Draw a line from Rigel, the bright star in Orion’s right foot, through Betelgeuse in his left shoulder, and keep going. This line will lead your eye to a pair of bright stars, Castor and Pollux that mark the heads of Gemini the twins. These twins are hard to tell apart, so remember that Pollux is closer to Procyon, the one bright star in Canis Minor the little dog. Castor is closer to the bright star Capella in Auriga the charioteer.
Turn toward the west after the sky has darkened, about an hour after sunset, and hunt for Pegasus the winged horse. You’ll need a lot of imagination to see a winged horse in this group of stars.
The Great Square represents the horse’s body and wings. His neck and head look like a hockey stick dangling off one corner. The front legs extend from an adjacent corner as if the horse is racing across the sky at a full gallop. The two long, curving lines of stars that should the horse’s hind legs actually form the long flowing gown of Andromeda the princess. Nearby, just north of Andromeda Cassiopeia the queen appears as the letter “M” high above the northern horizon.
Resolve to See Pretty Planet Pairs
The brightest planet in the evening sky this month is Venus, shining brightly but very low in the southwest during evening twilight. Between 5:30 and 6:00 pm on the evening of January 21, a very thin crescent Moon will be positioned to the right of Venus. You will likely need binoculars to see the Moon, but it is well worth the effort. Once you find the Moon with the binoculars, scan down from the Moon to spy a single point of light. This is Mercury, the closest planet to our Sun.
The following evening, January 22, at the same time, a pretty crescent Moon will appear higher in the southwestern sky just to the right of Mars, the “pale orange dot” planet.
Pay attention to the distance between Venus and Mars in the current night sky. As Earth and the other planets orbit the Sun, we see them move against the background stars. Over the next couple months, Venus will appear a little higher in the sky each night demanding our attention. On the evening of February 21, Venus, Mars, and the crescent Moon will form an especially nice grouping.
By mid-evening, Jupiter, king of planets, rises in the east followed closely by Leo the lion. Only early risers get to enjoy Saturn because it doesn’t rise until about 3:00 am. It will definitely be worth rising early on the morning of January 16 when the crescent Moon will stand very close to lovely Saturn.
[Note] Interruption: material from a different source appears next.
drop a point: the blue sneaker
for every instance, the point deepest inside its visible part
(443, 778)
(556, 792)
Resolve to Attend a Star Party
There are two free public star parties this month: January 9 from 7:30 to 9:30 pm at Bells Bend Outdoor Center, and January 24, from 6:30 to 8:30 pm at Shelby Bottoms Nature Center.
Members of the Barnard-Seyfert Astronomical Society (BSAS) set up their telescopes at these family-friendly events so everyone can observe the Moon, star clusters, galaxies, and more. Be sure to bundle up so you can fully enjoy the evening because it will almost certainly be cold!
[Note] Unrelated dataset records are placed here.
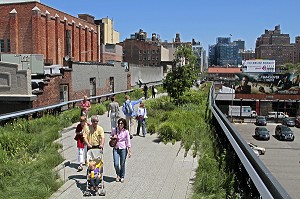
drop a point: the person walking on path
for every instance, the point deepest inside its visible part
(153, 91)
(81, 146)
(146, 91)
(94, 134)
(85, 106)
(113, 111)
(141, 118)
(122, 148)
(128, 110)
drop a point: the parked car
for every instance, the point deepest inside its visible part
(274, 115)
(261, 121)
(284, 133)
(289, 121)
(262, 133)
(260, 150)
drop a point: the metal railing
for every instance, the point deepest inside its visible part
(55, 107)
(265, 183)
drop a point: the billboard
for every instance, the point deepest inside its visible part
(268, 83)
(258, 66)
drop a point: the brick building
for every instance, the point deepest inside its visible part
(34, 28)
(275, 45)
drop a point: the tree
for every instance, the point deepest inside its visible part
(183, 75)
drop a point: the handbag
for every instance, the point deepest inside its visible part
(139, 117)
(113, 142)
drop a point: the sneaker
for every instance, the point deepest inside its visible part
(117, 179)
(79, 168)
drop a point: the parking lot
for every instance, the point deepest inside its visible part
(281, 158)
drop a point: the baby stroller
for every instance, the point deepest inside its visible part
(97, 156)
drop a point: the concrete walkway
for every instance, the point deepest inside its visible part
(155, 170)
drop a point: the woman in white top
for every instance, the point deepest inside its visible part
(113, 109)
(141, 118)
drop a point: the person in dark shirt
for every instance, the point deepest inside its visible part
(146, 91)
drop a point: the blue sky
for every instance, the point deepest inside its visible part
(202, 20)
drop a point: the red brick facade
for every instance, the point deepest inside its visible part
(34, 28)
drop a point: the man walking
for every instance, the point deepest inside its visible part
(128, 110)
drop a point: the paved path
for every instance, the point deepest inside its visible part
(155, 170)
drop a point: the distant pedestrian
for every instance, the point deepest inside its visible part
(153, 89)
(128, 110)
(85, 107)
(146, 91)
(141, 118)
(81, 146)
(113, 111)
(94, 135)
(122, 148)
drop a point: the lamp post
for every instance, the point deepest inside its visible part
(277, 111)
(296, 107)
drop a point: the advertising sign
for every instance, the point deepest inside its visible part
(258, 66)
(255, 83)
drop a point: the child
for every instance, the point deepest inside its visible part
(94, 176)
(141, 118)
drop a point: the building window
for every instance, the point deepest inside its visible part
(8, 45)
(1, 45)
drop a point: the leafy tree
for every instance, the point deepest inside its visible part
(183, 75)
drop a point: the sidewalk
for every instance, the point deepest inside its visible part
(155, 170)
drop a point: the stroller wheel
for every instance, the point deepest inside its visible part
(102, 192)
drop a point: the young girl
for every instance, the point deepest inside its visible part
(94, 175)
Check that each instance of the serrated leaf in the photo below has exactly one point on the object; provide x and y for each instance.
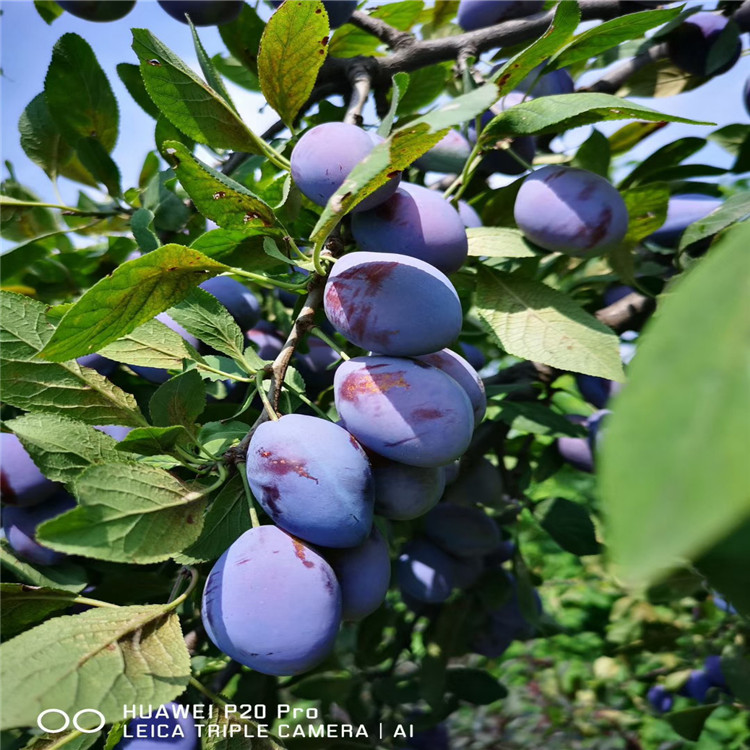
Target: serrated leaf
(217, 197)
(102, 658)
(188, 102)
(292, 49)
(127, 513)
(535, 322)
(134, 293)
(553, 114)
(691, 485)
(66, 388)
(78, 94)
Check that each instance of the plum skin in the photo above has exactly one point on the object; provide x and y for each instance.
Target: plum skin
(572, 211)
(404, 410)
(319, 170)
(313, 479)
(392, 304)
(417, 222)
(272, 603)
Star parties require good weather and may be cancelled if it’s cloudy. Visit our web site for updates before making the trip, especially if the weather is iffy. You’ll also find star party tips, driving directions, and a list of future events. Learn more about BSAS at bsasnashville.com.
“The Longest Night”
Dome Club - January 15
The Sudekum Planetarium presents Dome Club Nashville to showcase artistic experiences that envelop audiences within the unique environment of the planetarium. Join us for the next Dome Club Thursday, January 15, from 7:30 to 8:30 pm as we present “The Longest Night: A Winter’s Tale.”
On a cold, dark, winter’s night, a young girl must embark on a quest to save her family. Along the way she discovers a dragon’s nest, a way to help her village, the meaning of courage and generosity, and the importance of renewal.
The Longest Night is the result of a collaboration between the Morehead Planetarium at the University of North Carolina – Chapel Hill and the Paperhand Puppet Intervention. This unique program features live-action video of Paperhand's world-class puppetry seamlessly combined with beautiful and intricate fulldome scenery to create an imaginative show.